Washington, DC, isn’t a great food city.  That’s what my old boss Mark Furstenberg said in a controversial recent Washington Post article.

Food in DC is getting better and better, practically by the week.  In the realm of desserts, there’s the Sweet Lobby on Barracks Row, with its fantastic macarons and prize-winning cupcakes.  Nearby, H Street NE has a thriving restaurant scene.  And a little to the north of H Street is the fantastic new Union Market.  But because Washington was “barely a city” for “so very long,” Furstenberg says, DC doesn’t have “a real tradition, a food culture, a food identity.”  Nothing to call its own.

Well, what about the Washington Cake?  Malinda Russell’s 1866 Domestic Cookbook has a recipe for a Washington Cake.  My guess is that this dessert was named for George Washington.  But the city has a special link to our first president.  He chose the site.  Locating the capital city – which he hoped would be an important trading center too – on the Potomac would bind together the eastern and western parts of the new nation, he thought.  (And, yes, it would help the property values of all the land he owned in the area.)  And George Washington oversaw the construction of the city in the 1790s too.  Can we Washingtonians claim a cake named for him as our own?

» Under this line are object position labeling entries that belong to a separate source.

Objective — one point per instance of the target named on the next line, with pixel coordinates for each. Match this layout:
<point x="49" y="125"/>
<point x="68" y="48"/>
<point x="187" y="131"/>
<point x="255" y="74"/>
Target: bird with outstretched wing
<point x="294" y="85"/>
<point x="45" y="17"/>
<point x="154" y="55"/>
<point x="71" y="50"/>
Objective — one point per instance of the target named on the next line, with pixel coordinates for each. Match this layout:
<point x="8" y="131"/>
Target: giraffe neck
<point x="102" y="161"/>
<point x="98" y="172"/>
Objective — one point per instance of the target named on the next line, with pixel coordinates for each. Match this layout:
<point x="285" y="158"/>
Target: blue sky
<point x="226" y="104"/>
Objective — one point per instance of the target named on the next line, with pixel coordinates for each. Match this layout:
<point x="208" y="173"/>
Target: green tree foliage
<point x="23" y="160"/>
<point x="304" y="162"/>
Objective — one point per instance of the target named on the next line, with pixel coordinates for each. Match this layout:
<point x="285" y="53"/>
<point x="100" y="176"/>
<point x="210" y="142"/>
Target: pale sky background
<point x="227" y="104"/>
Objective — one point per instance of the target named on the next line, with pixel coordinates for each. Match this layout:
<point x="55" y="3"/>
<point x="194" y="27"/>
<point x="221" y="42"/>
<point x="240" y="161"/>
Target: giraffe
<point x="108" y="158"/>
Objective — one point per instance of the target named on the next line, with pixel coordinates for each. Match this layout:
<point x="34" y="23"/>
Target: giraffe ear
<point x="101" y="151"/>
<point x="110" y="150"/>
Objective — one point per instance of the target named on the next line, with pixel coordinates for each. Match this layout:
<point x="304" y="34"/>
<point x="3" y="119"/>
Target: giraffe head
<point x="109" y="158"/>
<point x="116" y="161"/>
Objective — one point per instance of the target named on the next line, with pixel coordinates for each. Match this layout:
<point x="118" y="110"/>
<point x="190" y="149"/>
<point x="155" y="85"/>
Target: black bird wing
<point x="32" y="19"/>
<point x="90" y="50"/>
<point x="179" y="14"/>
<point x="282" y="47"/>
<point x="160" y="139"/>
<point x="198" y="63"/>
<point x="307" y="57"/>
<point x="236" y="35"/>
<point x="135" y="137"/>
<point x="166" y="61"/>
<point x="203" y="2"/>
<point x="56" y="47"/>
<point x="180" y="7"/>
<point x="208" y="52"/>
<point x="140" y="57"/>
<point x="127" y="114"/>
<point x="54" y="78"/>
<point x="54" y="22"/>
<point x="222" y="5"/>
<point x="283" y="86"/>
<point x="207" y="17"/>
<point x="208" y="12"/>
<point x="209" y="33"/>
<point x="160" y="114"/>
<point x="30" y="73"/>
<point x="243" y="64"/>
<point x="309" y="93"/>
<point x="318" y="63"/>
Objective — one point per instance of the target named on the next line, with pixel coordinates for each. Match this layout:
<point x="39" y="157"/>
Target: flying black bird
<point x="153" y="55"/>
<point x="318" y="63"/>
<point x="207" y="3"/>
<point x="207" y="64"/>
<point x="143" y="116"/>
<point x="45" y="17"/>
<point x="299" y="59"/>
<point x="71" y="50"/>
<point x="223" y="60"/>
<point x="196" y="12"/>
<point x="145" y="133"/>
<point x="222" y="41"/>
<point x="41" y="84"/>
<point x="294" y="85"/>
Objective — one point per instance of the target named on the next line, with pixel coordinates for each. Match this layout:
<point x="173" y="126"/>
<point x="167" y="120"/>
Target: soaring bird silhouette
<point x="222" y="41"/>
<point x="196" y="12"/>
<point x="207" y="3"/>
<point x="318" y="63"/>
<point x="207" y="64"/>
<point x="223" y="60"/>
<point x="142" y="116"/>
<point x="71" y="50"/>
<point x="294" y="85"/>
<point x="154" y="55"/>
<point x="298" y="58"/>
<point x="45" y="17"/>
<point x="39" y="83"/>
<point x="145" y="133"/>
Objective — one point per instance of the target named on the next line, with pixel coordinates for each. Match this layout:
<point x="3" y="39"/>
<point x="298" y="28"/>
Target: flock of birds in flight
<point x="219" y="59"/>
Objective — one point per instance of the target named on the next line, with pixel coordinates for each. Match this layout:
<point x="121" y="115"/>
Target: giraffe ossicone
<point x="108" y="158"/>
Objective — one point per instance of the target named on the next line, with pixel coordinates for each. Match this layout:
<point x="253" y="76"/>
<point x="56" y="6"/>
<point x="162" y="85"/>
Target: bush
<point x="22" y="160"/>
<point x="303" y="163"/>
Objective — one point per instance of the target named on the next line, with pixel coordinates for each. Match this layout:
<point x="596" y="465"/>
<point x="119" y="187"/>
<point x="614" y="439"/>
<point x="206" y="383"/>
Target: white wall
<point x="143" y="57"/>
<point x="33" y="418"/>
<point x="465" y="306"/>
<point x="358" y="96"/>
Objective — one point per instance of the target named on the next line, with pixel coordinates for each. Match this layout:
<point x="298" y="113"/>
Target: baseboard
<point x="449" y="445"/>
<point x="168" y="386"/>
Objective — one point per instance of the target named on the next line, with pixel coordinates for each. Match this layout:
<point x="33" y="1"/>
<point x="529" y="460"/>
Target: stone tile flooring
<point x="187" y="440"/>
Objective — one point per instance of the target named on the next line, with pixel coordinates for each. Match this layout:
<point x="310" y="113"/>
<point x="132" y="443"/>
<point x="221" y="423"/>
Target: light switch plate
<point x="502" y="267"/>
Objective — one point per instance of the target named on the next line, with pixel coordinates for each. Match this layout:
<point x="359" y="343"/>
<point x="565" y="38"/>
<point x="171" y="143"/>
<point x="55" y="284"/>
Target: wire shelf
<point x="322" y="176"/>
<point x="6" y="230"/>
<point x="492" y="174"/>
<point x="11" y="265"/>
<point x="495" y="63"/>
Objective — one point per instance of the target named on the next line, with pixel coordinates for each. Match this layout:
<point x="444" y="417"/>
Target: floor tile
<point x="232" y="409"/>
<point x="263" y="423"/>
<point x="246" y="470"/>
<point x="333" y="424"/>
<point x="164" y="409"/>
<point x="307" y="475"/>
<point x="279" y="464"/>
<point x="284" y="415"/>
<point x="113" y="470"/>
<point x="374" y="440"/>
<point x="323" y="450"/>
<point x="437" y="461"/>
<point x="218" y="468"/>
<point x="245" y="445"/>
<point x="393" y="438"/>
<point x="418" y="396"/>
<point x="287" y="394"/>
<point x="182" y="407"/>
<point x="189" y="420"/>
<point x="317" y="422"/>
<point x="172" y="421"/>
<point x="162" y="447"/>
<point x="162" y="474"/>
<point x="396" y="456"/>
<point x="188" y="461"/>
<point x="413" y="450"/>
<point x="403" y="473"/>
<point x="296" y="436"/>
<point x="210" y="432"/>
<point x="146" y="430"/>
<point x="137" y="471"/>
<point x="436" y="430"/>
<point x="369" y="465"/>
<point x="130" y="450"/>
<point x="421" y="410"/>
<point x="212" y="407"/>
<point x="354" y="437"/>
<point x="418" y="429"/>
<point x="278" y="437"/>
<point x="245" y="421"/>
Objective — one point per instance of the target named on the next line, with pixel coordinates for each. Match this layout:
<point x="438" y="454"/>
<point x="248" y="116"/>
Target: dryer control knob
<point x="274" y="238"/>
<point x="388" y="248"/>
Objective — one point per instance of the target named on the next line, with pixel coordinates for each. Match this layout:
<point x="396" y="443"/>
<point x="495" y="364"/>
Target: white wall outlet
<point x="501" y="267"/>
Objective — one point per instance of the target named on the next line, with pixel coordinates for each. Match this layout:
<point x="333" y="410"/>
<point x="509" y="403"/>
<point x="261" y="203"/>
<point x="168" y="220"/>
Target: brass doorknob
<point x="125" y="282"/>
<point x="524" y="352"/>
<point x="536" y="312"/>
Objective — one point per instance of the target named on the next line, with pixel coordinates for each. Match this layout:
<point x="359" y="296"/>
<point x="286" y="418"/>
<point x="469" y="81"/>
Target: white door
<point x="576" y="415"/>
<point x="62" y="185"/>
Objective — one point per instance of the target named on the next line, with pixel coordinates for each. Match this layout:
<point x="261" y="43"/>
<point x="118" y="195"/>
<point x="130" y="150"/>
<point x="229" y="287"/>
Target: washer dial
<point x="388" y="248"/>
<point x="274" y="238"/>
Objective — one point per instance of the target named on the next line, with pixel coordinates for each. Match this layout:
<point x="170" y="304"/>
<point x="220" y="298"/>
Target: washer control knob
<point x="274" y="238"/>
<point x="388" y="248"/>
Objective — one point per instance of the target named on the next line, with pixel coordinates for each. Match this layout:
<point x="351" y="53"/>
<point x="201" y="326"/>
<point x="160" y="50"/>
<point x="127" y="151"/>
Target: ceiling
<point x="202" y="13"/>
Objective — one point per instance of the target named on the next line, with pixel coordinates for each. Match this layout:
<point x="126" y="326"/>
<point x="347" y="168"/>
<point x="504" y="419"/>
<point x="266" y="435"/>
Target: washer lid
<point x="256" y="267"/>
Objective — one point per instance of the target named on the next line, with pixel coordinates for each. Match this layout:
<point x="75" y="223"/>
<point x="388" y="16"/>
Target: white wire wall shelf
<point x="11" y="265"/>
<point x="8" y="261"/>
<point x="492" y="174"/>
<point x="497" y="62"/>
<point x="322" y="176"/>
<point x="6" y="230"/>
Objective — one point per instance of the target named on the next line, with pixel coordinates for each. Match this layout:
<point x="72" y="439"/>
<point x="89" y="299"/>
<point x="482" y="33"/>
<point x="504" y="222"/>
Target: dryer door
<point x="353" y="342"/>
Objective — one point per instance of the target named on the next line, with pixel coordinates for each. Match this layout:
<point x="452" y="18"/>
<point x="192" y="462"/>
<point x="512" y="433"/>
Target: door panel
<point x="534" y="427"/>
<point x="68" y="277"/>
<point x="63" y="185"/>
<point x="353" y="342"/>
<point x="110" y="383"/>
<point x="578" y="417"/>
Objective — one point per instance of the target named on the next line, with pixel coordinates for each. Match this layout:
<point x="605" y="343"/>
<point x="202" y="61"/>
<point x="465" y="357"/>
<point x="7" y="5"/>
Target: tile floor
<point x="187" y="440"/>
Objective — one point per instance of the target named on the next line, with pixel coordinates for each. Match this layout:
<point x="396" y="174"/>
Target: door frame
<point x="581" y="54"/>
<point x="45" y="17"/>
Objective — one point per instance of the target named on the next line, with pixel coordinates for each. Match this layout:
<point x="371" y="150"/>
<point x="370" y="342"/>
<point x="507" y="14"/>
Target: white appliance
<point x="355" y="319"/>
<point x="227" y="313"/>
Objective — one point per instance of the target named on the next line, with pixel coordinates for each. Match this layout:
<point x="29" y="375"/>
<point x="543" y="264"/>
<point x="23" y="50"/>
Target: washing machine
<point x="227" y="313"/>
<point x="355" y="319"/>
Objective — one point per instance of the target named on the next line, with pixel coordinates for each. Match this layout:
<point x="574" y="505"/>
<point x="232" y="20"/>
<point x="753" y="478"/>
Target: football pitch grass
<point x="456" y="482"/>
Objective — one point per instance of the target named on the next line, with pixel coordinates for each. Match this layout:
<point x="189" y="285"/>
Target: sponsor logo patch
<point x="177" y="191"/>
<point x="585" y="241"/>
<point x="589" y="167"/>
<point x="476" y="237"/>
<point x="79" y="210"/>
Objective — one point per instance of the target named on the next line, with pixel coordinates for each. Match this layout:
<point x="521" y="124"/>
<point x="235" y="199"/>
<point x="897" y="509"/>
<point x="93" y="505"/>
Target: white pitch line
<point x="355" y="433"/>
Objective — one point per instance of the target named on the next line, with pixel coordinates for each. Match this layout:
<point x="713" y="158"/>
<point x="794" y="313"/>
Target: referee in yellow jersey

Mount Vernon currently (but not for much longer!) has an exhibit  “Hoecakes & Hospitality: Cooking with Martha Washington,” that sounded like it might shed light on this question so I headed there to see what I could find out.  Check back in coming days about desserts at Mount Vernon, the Washington cake, and more.

4 thoughts on “Washington Cake — Evidence of a Washington, DC, Food Tradition?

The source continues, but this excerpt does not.